Prof. Hong Xu
Dr. Hong Xu is currently an associate professor in the Institute of Nuclear and New Energy Technology at Tsinghua University in China. He received his Ph.D. in structural molecular science at the Institute for Molecular Science, National Institutes of Natural Sciences (Japan) in 2015. After that, he worked as a postdoctoral researcher at Cornell University (USA). In 2018, he joined Tsinghua University as a faculty. His research interest lies in the fields of Lithium-ion Batteries, Porous Materials, Nanomaterials, and Quantum Chemistry. He has published 80 papers in journals such as Nature Chemistry, Nature Materials, Nature Communications, JACS, and Angewandte Chemie with a citation of 7600. He served as an associate editor of Energy Materials from 2022.
Prof. Yizhong Huang
Topic: Co coupled with O vacancies on more advancement of oxygen evolution reaction of Co3O4 thin nanosheets
Professor Yizhong Huang is currently positioned in School of Materials Science and Engineering at Nanyang Technological University in Singapore. He has been working in University of Oxford as a postdoc, research fellow (faculty member), college fellow of Wolfson and an academic visitor. He has been granted a few awards such as UK-Southeast Asia Partners in Science Collaboration Development.
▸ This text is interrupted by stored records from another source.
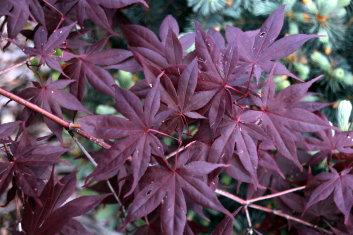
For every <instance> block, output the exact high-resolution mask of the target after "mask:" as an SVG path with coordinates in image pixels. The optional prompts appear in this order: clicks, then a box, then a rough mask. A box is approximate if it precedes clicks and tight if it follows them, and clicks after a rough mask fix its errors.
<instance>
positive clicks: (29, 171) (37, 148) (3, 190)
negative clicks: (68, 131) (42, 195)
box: [0, 132, 68, 198]
mask: <svg viewBox="0 0 353 235" xmlns="http://www.w3.org/2000/svg"><path fill="white" fill-rule="evenodd" d="M10 146H11V147H10V149H9V150H8V151H6V152H5V154H6V155H5V156H3V157H2V162H0V195H1V194H3V193H4V192H5V190H6V189H7V187H8V186H9V184H10V182H11V181H13V182H14V183H15V185H16V186H14V187H15V188H16V189H17V190H19V191H21V192H23V193H24V194H25V195H27V196H30V197H34V198H38V196H39V195H38V193H39V190H40V188H41V186H42V185H43V183H44V182H43V180H46V179H47V178H46V176H48V177H49V175H48V166H51V165H54V164H56V163H58V162H60V160H59V157H60V156H61V155H62V154H63V153H65V152H67V151H68V149H66V148H63V147H56V146H50V145H40V144H37V143H35V142H34V141H33V140H31V139H30V138H29V137H28V136H27V134H26V132H25V133H24V134H23V136H22V138H21V139H20V141H19V142H12V143H11V145H10Z"/></svg>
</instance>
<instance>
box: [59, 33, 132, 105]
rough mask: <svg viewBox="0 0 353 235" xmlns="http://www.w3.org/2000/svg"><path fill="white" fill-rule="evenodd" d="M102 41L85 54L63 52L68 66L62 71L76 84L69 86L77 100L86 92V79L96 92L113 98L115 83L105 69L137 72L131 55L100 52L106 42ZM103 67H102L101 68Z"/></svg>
mask: <svg viewBox="0 0 353 235" xmlns="http://www.w3.org/2000/svg"><path fill="white" fill-rule="evenodd" d="M107 39H108V38H106V39H103V40H101V41H99V42H97V43H96V44H94V45H92V46H91V47H90V48H89V49H88V50H87V51H86V53H85V54H80V55H74V54H71V53H68V52H64V55H63V59H64V60H68V62H69V63H70V65H68V66H66V67H65V69H64V72H65V74H67V76H69V77H70V78H71V79H73V80H75V81H76V82H75V83H73V84H71V86H70V92H71V93H72V94H73V95H74V96H76V97H77V98H78V99H79V100H82V99H83V96H84V93H85V90H86V79H87V80H88V81H89V83H90V84H91V85H92V86H93V87H94V88H95V89H96V90H98V91H100V92H102V93H104V94H107V95H109V96H112V97H114V88H113V85H114V84H115V81H114V79H113V77H112V76H111V75H110V73H109V72H108V71H107V70H106V69H123V70H127V71H136V70H138V68H139V67H138V65H137V63H136V62H135V61H134V60H132V58H131V56H132V53H131V52H129V51H126V50H121V49H107V50H101V49H102V48H103V47H104V45H105V44H106V42H107ZM101 66H104V67H101Z"/></svg>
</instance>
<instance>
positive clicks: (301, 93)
mask: <svg viewBox="0 0 353 235" xmlns="http://www.w3.org/2000/svg"><path fill="white" fill-rule="evenodd" d="M273 71H274V68H273V69H272V71H271V74H270V77H269V78H268V80H267V82H266V84H265V86H264V87H263V88H262V91H261V96H260V97H253V101H254V102H255V104H256V105H257V106H258V107H260V109H261V110H258V111H257V112H261V121H262V127H263V128H264V131H265V132H266V133H267V135H268V136H269V137H270V139H271V140H272V141H273V144H274V145H275V146H276V148H277V149H278V151H279V152H280V153H281V154H282V155H283V156H284V157H286V158H288V159H289V160H291V161H293V162H294V163H295V164H296V165H297V166H298V167H299V168H300V169H301V168H302V166H301V164H300V163H299V161H298V158H297V152H296V143H298V142H300V141H302V138H303V137H302V136H301V133H302V132H318V131H321V130H323V129H331V126H330V124H329V123H328V122H327V120H324V119H322V118H320V117H319V116H317V115H315V114H314V113H313V112H311V111H308V110H306V109H305V106H302V107H300V106H298V104H300V103H301V99H302V98H304V97H305V96H306V95H307V90H308V88H309V87H310V86H311V84H313V83H314V82H315V81H317V80H318V79H319V78H320V77H317V78H315V79H312V80H311V81H309V82H306V83H300V84H294V85H292V86H289V87H287V88H286V89H284V90H282V91H280V92H279V93H278V94H277V95H276V94H275V84H274V82H273V78H272V72H273Z"/></svg>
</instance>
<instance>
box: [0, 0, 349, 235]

He has published over two hundred and sixty papers in journals such as Nature communications, Nano Letters, Advanced Materials and ACS Nano with a citation up to 10800 and an Hindex of 52. He has developed his expertise in transmission electron microscopy (TEM) and focused ion beam (FIB) system with specific research interests in nano-electrochemistry and hybrid nanostructured materials for energy applications. He has established and leads a strong academic group with 15 researchers including postdoctoral research fellows.
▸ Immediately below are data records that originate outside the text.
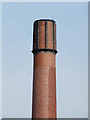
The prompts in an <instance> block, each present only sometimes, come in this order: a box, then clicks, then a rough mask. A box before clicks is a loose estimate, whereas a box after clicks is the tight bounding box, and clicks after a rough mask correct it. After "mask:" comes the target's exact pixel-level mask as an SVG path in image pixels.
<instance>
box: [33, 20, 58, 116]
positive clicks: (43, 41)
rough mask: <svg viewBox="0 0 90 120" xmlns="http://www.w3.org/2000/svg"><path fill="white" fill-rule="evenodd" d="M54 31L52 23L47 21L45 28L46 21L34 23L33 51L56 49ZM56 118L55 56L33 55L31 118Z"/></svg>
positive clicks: (41, 53) (52, 24) (42, 51)
mask: <svg viewBox="0 0 90 120" xmlns="http://www.w3.org/2000/svg"><path fill="white" fill-rule="evenodd" d="M45 28H46V29H47V30H46V29H45ZM53 28H54V31H53ZM55 31H56V28H55V23H53V22H52V21H47V26H46V21H37V22H35V23H34V36H33V37H34V39H33V42H34V43H33V49H42V48H43V49H44V48H46V47H47V48H49V49H53V47H55V49H56V36H55ZM53 34H54V36H53ZM45 37H46V38H45ZM54 37H55V38H54ZM53 38H54V40H55V41H53ZM45 39H47V41H45ZM45 42H46V43H45ZM53 43H54V45H53ZM56 117H57V116H56V65H55V54H54V53H52V52H43V51H42V52H40V53H38V54H34V67H33V103H32V118H56Z"/></svg>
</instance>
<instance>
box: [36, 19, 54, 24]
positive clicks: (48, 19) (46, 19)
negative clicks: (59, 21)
mask: <svg viewBox="0 0 90 120" xmlns="http://www.w3.org/2000/svg"><path fill="white" fill-rule="evenodd" d="M38 21H52V22H54V23H55V21H54V20H51V19H38V20H35V21H34V23H36V22H38Z"/></svg>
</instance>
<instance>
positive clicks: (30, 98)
mask: <svg viewBox="0 0 90 120" xmlns="http://www.w3.org/2000/svg"><path fill="white" fill-rule="evenodd" d="M2 10H3V11H2V31H3V36H2V37H3V46H2V47H3V66H2V67H3V118H8V117H16V118H19V117H21V118H23V117H24V118H28V117H31V112H32V82H33V55H32V53H31V50H32V40H33V38H32V36H33V22H34V21H35V20H36V19H41V18H50V19H54V20H55V21H56V25H57V50H58V54H57V55H56V75H57V79H56V82H57V84H56V85H57V117H59V118H72V117H75V118H80V117H81V118H83V117H84V118H87V117H88V3H85V2H84V3H83V2H80V3H79V2H77V3H74V2H73V3H70V2H67V3H66V2H64V3H60V2H59V3H30V2H29V3H3V6H2Z"/></svg>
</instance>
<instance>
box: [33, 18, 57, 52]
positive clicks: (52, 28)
mask: <svg viewBox="0 0 90 120" xmlns="http://www.w3.org/2000/svg"><path fill="white" fill-rule="evenodd" d="M32 52H33V53H34V54H35V53H40V52H53V53H55V54H56V53H57V50H56V23H55V21H54V20H50V19H40V20H36V21H35V22H34V25H33V50H32Z"/></svg>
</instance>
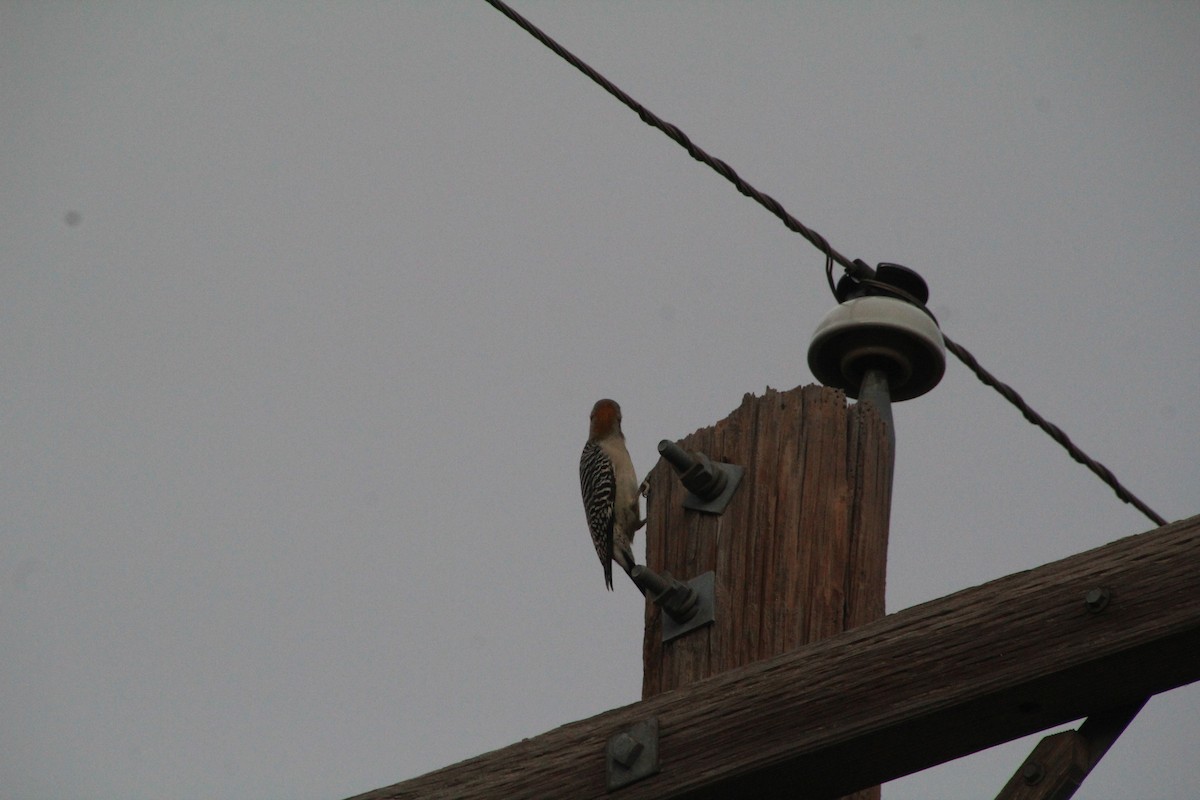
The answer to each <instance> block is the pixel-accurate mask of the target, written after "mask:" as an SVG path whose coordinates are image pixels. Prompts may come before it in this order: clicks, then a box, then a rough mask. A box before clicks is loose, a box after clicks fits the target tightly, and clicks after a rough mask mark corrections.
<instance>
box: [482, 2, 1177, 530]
mask: <svg viewBox="0 0 1200 800" xmlns="http://www.w3.org/2000/svg"><path fill="white" fill-rule="evenodd" d="M485 2H487V4H488V5H491V6H492V7H493V8H496V10H497V11H499V12H500V13H502V14H504V16H505V17H508V18H509V19H511V20H512V22H514V23H516V24H517V25H518V26H520V28H522V29H523V30H524V31H526V32H528V34H529V35H530V36H533V37H534V38H536V40H538V41H539V42H541V43H542V44H545V46H546V47H547V48H550V49H551V50H553V52H554V53H556V54H557V55H558V56H559V58H562V59H563V60H564V61H566V62H568V64H570V65H571V66H574V67H575V68H576V70H578V71H580V72H582V73H583V74H586V76H587V77H588V78H590V79H592V80H593V82H595V83H596V84H599V85H600V88H602V89H604V90H605V91H607V92H608V94H610V95H612V96H613V97H616V98H617V100H619V101H620V102H622V103H624V104H625V106H628V107H629V108H630V109H631V110H632V112H634V113H635V114H637V116H638V118H640V119H641V120H642V121H643V122H646V124H647V125H649V126H650V127H654V128H658V130H659V131H661V132H662V133H665V134H666V136H667V137H670V138H671V139H672V140H674V142H676V143H677V144H679V145H680V146H682V148H683V149H684V150H686V151H688V155H690V156H691V157H692V158H695V160H696V161H698V162H701V163H703V164H707V166H708V167H710V168H712V169H713V170H715V172H716V173H718V174H719V175H721V176H722V178H725V180H727V181H730V182H731V184H733V186H734V187H736V188H737V190H738V192H740V193H742V194H744V196H745V197H748V198H750V199H752V200H755V201H756V203H758V204H760V205H762V206H763V207H764V209H767V210H768V211H770V212H772V213H773V215H775V216H776V217H779V219H780V221H781V222H782V223H784V225H785V227H786V228H787V229H788V230H792V231H794V233H798V234H799V235H802V236H804V237H805V239H806V240H808V241H809V242H810V243H811V245H812V246H814V247H816V248H817V249H818V251H821V252H822V253H823V254H824V257H826V278H827V279H828V282H829V289H830V290H833V291H834V296H836V290H835V288H834V282H833V263H834V261H836V263H838V264H840V265H841V266H842V267H844V269H845V270H846V272H847V273H848V275H850V276H851V277H853V278H856V279H857V281H859V282H862V283H868V284H871V285H875V287H876V288H880V289H882V290H884V291H888V293H889V294H896V295H907V293H902V291H898V290H895V289H894V288H889V287H886V284H880V283H878V282H876V281H874V279H872V276H874V272H872V270H871V269H870V267H869V266H868V265H866V264H864V263H863V261H852V260H851V259H848V258H846V257H845V255H842V254H841V253H839V252H838V251H835V249H834V248H833V247H832V246H830V245H829V242H828V241H826V237H824V236H822V235H821V234H818V233H817V231H815V230H812V229H811V228H809V227H808V225H805V224H804V223H803V222H800V221H799V219H797V218H796V217H793V216H792V215H790V213H788V212H787V210H786V209H784V206H782V205H780V203H779V200H776V199H775V198H773V197H770V196H769V194H764V193H762V192H760V191H758V190H756V188H755V187H754V186H751V185H750V184H748V182H746V181H745V180H744V179H743V178H742V176H740V175H738V174H737V172H736V170H734V169H733V168H732V167H730V166H728V164H727V163H725V162H724V161H721V160H720V158H714V157H713V156H710V155H708V154H707V152H704V151H703V150H702V149H701V148H700V146H697V145H696V144H695V143H694V142H692V140H691V139H690V138H689V137H688V134H686V133H684V132H683V131H680V130H679V128H678V127H676V126H674V125H671V124H670V122H666V121H664V120H661V119H659V118H658V116H656V115H655V114H654V113H652V112H650V110H649V109H648V108H646V107H644V106H642V104H641V103H638V102H637V101H636V100H634V98H632V97H630V96H629V95H628V94H625V92H624V91H623V90H622V89H620V88H619V86H617V85H616V84H614V83H612V82H611V80H608V79H607V78H605V77H604V76H602V74H600V73H599V72H596V71H595V70H594V68H592V67H590V66H589V65H588V64H587V62H584V61H583V60H582V59H581V58H578V56H577V55H575V54H574V53H571V52H570V50H568V49H566V48H565V47H563V46H562V44H559V43H558V42H556V41H554V40H553V38H551V37H550V36H548V35H547V34H545V32H544V31H542V30H541V29H539V28H538V26H536V25H534V24H533V23H530V22H529V20H528V19H526V18H524V17H522V16H521V14H518V13H517V12H516V11H514V10H512V8H510V7H509V6H508V5H506V4H505V2H504V1H503V0H485ZM904 299H905V300H908V302H912V303H913V305H916V306H917V307H919V308H922V309H924V311H925V312H926V313H929V309H928V308H925V306H924V303H922V302H919V301H918V300H917V299H916V297H912V296H911V295H907V296H905V297H904ZM930 317H932V314H930ZM942 338H943V339H944V341H946V349H947V350H949V351H950V353H953V354H954V356H955V357H956V359H958V360H959V361H961V362H962V363H964V365H965V366H966V367H967V368H968V369H971V372H973V373H974V375H976V377H977V378H978V379H979V380H980V381H982V383H983V384H984V385H986V386H991V387H992V389H995V390H996V391H997V392H1000V395H1001V396H1002V397H1003V398H1004V399H1007V401H1008V402H1009V403H1012V404H1013V405H1015V407H1016V408H1018V410H1020V411H1021V415H1022V416H1024V417H1025V419H1026V420H1028V421H1030V422H1031V423H1033V425H1036V426H1037V427H1039V428H1042V431H1044V432H1045V433H1046V434H1048V435H1049V437H1050V438H1051V439H1054V440H1055V441H1057V443H1058V444H1060V445H1061V446H1062V447H1064V449H1066V450H1067V452H1068V453H1069V455H1070V457H1072V458H1074V459H1075V461H1076V462H1079V463H1080V464H1084V465H1085V467H1087V468H1088V469H1090V470H1092V471H1093V473H1094V474H1096V475H1097V476H1098V477H1099V479H1100V480H1102V481H1104V482H1105V483H1106V485H1108V486H1109V487H1110V488H1111V489H1112V491H1114V492H1115V493H1116V495H1117V498H1118V499H1121V500H1122V501H1123V503H1128V504H1129V505H1132V506H1134V507H1135V509H1138V511H1140V512H1142V513H1144V515H1146V517H1148V518H1150V519H1152V521H1153V522H1154V524H1157V525H1165V524H1166V519H1164V518H1163V517H1162V516H1159V515H1158V513H1157V512H1156V511H1153V510H1152V509H1151V507H1150V506H1147V505H1146V504H1145V503H1142V501H1141V500H1140V499H1138V497H1136V495H1134V494H1133V493H1132V492H1130V491H1129V489H1127V488H1126V487H1124V486H1122V485H1121V482H1120V481H1117V479H1116V476H1115V475H1114V474H1112V470H1110V469H1109V468H1108V467H1105V465H1104V464H1102V463H1099V462H1098V461H1096V459H1094V458H1092V457H1091V456H1088V455H1087V453H1085V452H1084V451H1082V450H1080V449H1079V447H1078V446H1076V445H1075V443H1073V441H1072V440H1070V439H1069V438H1068V437H1067V434H1066V433H1063V432H1062V428H1060V427H1058V426H1056V425H1054V423H1051V422H1049V421H1046V420H1045V417H1043V416H1042V415H1040V414H1038V413H1037V411H1034V410H1033V409H1032V408H1031V407H1030V404H1028V403H1026V402H1025V399H1024V398H1022V397H1021V396H1020V395H1018V393H1016V391H1015V390H1014V389H1013V387H1012V386H1009V385H1008V384H1006V383H1003V381H1001V380H1000V379H998V378H996V377H995V375H992V374H991V373H990V372H988V371H986V369H984V368H983V366H982V365H980V363H979V361H978V360H977V359H976V357H974V356H973V355H972V354H971V353H970V351H968V350H967V349H966V348H965V347H962V345H961V344H959V343H956V342H954V341H952V339H950V338H949V337H948V336H946V335H944V333H943V335H942Z"/></svg>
Abstract: Atomic vacancy has been demonstrated to generate new energy states in the bandgap whereby providing more active sites in many electrocatalytic processes. In this talk, development of a novel process to yield both Co and O vacancies in the synthetical Co3O4 nanosheets when subjected toa laser beam, will be introduced. The method, capable of creating both Co and O vacancies and embarking upon the prediction of the number of vacancies generated, is more reliable/controllable over other methods. The coupling of two types of vacancies eases the occurrence of Co3O4 oxidation reaction at a very low overpotential, which then facilities the OER at an over-potential of 290 mV with a small Tafel slope of 76 mV dec−1, much better than the pristine Co3O4 and the benchmark RuO2. DFT calculations suggest that the induced multi- vacancies create trap state in the bandgap of Co3O4 promoting the adsorption capability and advancing the water splitting.